Sunday 23 December 2012

New Year Resolution Maybe?

Hmm I don't know? Should I? It's not even the last week yet... which I bet I wouldn't have time by then. 

Yesh, reluctant, very. Cuz everything I named needed great push & are passion-driven, they require strong desire to be fulfill. I will have difficulty in meeting them.

Hmm, anyway. Resolution are made to be broken. Or else how will you keep having the desire to even continuously do this kinda stupid list every single year? Right? Right? Right? LOL

Hang on, the list might be long...when I say long, expect the worst. 
-

- Quit the bank whenever my dream came true - as in a real deal. I seriously hope Mas will copy some
  hot singing competition out there which appreciate english songs.

- Take up guitar lesson. I have an urge few months back to learn either Piano, guitar or electric  
  guitar. When I was young, I make up my tunes in a small keybord & I must say I am musically 
  inclined every since. I'm still considering on which. Suggestion?

- Vocal class, to dance again... seriously.  Will I go repeat each & every audition I endure in 2012? 
   Most definitely. By 25 shud be my last chance in trying out.

- Sing in cafe again. I have this agent number which I obtained for so long I never make an attempt  
  to call. I need to perform again, or sure 'it' will die in due time. Jcdagreat needed attention.

- Visit places.... internally: Pangkor, Redang, KK/Sipadan. external: Thailand (Ko samui), Indonesia 
   (Bali) & more of Asia 1st.

- Attend concert. 1st celebrity concert. I missed Michael Boltan- Heart ache. Jlo's recoverable. Pls 
  bring Coldplay to me..... I'll beg & borrow & steal~

- To keep minimum weight @ 50Kg. Im at 51.6kg the last time I weight myself. No flabby tummy 
  allow. I havent got any taller since form 2. Fuck! So, I still have some clothes back in those year.  
  Get my slender body back, in return are my clothes.

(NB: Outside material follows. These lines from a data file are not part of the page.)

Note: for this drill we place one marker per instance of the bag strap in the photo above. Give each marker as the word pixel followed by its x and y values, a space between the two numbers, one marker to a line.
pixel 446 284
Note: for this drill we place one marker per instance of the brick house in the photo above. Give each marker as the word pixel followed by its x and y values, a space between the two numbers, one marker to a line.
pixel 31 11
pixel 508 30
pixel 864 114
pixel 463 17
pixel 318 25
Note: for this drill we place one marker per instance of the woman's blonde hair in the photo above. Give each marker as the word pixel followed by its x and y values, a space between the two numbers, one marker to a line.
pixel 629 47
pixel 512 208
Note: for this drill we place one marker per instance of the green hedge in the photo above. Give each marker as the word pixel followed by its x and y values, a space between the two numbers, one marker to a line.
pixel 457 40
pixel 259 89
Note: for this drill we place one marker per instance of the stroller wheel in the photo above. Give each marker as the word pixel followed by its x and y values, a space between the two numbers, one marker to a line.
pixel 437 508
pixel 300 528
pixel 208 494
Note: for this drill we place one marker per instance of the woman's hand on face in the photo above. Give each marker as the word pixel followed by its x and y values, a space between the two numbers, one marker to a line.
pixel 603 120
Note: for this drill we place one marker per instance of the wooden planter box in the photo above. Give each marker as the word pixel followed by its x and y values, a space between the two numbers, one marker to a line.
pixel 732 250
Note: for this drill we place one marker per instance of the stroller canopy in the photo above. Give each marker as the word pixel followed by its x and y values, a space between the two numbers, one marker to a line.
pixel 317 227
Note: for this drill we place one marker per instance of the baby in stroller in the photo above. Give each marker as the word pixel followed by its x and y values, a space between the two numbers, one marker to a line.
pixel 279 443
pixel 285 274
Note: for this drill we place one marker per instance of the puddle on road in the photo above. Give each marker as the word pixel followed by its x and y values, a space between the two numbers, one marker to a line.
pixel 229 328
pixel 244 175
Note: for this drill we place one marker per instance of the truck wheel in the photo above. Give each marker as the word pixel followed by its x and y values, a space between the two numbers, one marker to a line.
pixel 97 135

-  Lastly... I suppose those above will keep me occupy for a good long time as materializing em  
  needed foundation which demands time & consistency of sacrificial. 

Hence, lastly & also most importantly, I just wanna be merry, be happy & be loved. I don't care how this gonna come by or in what form, I just know that I wouldn't allow myself to be hurt in any circumstances. 
Only 3 simple rules to follow:  

- To care less
- To think little
- To crush none. 

2012 has been a year of much awfulness, experimental yet excitingly challenging. Infact, I think I had matured & learned an extreme miles without my will in just one single fucking year & I'm thankful for that. 
I didn't wish it to slow down, which my work alone will not allows that. No force no gain la. 
I just hope to stay really positive & determined :) 
Mind you this is extremely hard for an emo-ego gurl. Dammit JC.

To every one else that I do care, make yourself a list too :) I don't really bother if I could make any of them come true... but to have an idea of how my new year is gonna be excites me. 

Thus, I welcome you year 2013 with open arms. Be kind alright?!